Abstract

Error is a neglected epistemological category in the history of science. This neglect has been driven by the commonsense idea that its elimination is a general good, which often renders it invisible or at least not worth noticing. At the end of the sixteenth century across Europe, medicine increasingly focused on "popular errors," a genre where learned doctors addressed potential patients to disperse false belief about treatments. By the mid-seventeenth century, investigations into popular error informed the working methodology of natural philosophers, rather than just physicians. In 1646, Thomas Browne published Pseudodoxia Epidemica, a large volume on popular error. Despite Browne's formal training as a physician, this work examined only a few medical errors and instead aspired to be an encyclopedia of error. Pseudodoxia Epidemica was highly popular, running to six editions, and was known by the Fellows of the Royal Society. Influenced by Browne, alongside Bacon's theory of the idols, natural philosophic practice in the late sixteenth and seventeenth century developed a focus on error that revised traditional attention to the discovery of knowledge. Fellows such as Robert Boyle and Robert Hooke proposed new ways to secure truth under the far-reaching influence of Bacon's refutations of "natural human reason" distorted by false idols, of syllogistic logic, and of "theories," his label for traditional philosophical systems that bias thought toward falsity.

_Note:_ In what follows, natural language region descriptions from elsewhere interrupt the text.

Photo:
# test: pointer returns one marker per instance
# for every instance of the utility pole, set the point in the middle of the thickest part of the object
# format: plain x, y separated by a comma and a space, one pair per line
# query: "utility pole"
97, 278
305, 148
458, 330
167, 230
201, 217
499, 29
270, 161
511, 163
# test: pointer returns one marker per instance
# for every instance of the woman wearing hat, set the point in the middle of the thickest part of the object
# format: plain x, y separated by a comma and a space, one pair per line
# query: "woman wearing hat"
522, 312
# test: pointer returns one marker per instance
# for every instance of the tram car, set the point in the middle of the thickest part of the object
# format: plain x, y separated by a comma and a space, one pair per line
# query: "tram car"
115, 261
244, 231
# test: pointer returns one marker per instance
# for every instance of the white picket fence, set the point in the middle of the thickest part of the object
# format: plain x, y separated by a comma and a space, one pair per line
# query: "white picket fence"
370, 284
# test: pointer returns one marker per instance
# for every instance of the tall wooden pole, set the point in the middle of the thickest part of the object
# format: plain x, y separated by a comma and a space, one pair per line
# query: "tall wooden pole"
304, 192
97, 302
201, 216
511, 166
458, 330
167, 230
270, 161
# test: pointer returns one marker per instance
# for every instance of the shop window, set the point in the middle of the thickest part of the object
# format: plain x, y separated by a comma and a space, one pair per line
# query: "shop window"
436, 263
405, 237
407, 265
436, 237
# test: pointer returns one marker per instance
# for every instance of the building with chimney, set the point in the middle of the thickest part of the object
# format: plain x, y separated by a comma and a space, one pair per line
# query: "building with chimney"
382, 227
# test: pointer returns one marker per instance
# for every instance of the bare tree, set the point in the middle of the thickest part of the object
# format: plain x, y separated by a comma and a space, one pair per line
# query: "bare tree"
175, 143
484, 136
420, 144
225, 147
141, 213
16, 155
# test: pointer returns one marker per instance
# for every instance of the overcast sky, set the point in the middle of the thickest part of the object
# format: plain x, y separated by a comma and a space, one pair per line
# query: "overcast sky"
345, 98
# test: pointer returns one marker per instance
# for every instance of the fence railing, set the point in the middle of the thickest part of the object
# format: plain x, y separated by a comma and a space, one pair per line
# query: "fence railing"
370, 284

In three parts, this article traces the progression in early modern scientific approaches to handling error, and especially medical error - from physicians' efforts to identify and eradicate it through collaborative effort, to the striking tension in Browne's work between seeking to eliminate error while also showing a marked tolerance for it, to the Royal Society's Baconian objective of instrumentalizing error to find truth. Error emerges as its own epistemic category that serves as a driving force toward knowledge production.